Child Custody and Support, Family Law

When you are bringing a matter before the family court, you are usually required to fill out an intrusive, large pile of paperwork called a Case Information Statement (CIS). This is the thing that stalls most of our clients the most in the process of obtaining a divorce, modifying child support, or bringing other financially related matters before the court. New Jersey Court Rule 5:5-2(a) requires the filing of a CIS in “all contested family actions, except summary actions” where there exists any issue as to custody, support, alimony or equitable distribution.

The CIS has four basic parts:

(1) Background. Who you are, who the other side is, what children (if any) are involved, what job you have and other such information.

(2) Information about your income.   How much you make, how much you paid in taxes and other distributions.

(3) Information about your expenses. How much you spend on a mortgage or rent, lawn care, food…all the things you spend.

(4) Assets and liabilities. What do you own and who do you owe?

It sounds simple enough, but gathering the information to really take a clear look at our financial picture can be difficult and seem overwhelming. The importance of completing the document to the best of your ability and as speedily as possible cannot be underestimated, however.  This is the document that gives the judge the opportunity to see what relief she ought to grant you.  This is also testimony before the court, and you have to sign it.

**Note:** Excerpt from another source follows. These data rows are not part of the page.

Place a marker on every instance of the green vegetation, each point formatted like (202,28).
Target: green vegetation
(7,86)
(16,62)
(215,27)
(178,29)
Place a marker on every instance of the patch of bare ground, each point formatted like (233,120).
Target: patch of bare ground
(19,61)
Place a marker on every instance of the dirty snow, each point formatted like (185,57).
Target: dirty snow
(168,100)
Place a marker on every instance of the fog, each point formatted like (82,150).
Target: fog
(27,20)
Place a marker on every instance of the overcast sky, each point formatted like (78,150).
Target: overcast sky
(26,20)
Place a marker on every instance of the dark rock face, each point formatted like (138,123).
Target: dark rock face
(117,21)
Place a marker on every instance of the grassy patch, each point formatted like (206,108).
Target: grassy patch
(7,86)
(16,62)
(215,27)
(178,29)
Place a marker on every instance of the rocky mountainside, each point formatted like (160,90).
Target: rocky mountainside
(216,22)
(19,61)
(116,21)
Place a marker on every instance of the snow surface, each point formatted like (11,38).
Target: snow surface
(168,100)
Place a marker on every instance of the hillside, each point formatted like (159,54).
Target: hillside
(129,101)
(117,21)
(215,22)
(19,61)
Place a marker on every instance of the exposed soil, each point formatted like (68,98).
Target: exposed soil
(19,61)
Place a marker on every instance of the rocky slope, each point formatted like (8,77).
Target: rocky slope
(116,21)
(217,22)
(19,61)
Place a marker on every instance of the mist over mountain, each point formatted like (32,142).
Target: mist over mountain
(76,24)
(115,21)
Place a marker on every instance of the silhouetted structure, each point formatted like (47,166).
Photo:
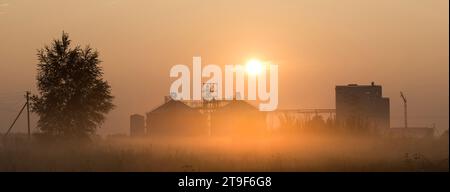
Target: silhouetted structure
(137,125)
(362,107)
(175,118)
(238,118)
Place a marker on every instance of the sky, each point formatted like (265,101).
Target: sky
(402,45)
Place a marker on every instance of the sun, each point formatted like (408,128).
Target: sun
(254,67)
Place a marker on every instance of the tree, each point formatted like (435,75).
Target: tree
(73,97)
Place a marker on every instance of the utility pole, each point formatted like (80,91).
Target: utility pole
(27,95)
(405,108)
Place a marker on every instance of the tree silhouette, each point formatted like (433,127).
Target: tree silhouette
(73,97)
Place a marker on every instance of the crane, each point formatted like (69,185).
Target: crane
(405,109)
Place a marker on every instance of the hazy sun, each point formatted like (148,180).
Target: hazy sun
(254,67)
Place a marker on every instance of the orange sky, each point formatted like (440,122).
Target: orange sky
(400,44)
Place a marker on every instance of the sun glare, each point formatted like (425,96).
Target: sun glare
(254,67)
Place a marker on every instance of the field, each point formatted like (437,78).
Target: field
(276,153)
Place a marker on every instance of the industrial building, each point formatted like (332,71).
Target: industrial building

There may be legal consequences for lying, though an occasional mistake in preparing the document can be corrected with the court.  Also, if you don’t get this paper in to the court…they can dismiss your matter or can impute you income you don’t have if you are defending yourself in an action.

At our office, there are a number of assists available in preparing the CIS.  First, we can connect you with an accountant who can assist you with completing the document, but like any expert you will pay her fees in addition to ours.  Secondly, we can have a lawyer or member of our staff sit down with you and go through the document and help you pull together your responses based on the paperwork we will ask you to bring to your appointment.  Finally, you can complete the document alone to save money, but your lawyer will always review it and ask questions if anything seems amiss.

There is no reason to panic, but every reason to give careful consideration to this important document.

A few pieces of advice:

– Review your bank statements for the last few months to help you put together both income sources and expenses.

– If you are missing tax returns, you can contact the IRS to get them though this takes some time. If you used an accountant, check to see if they have a copy.

– Be careful not to under-report your expenses, but if your expenses are exceeding your income significantly, be prepared to explain how that is possible.

– Don’t worry if you don’t know information about the other side or about joint expenses. Some parts of the form may either not apply to you, or simply not knowing is a good enough answer. If you are unsure, call your attorney.

– Above all, complete the document as soon as possible and as completely as possible. It could be the key to your future.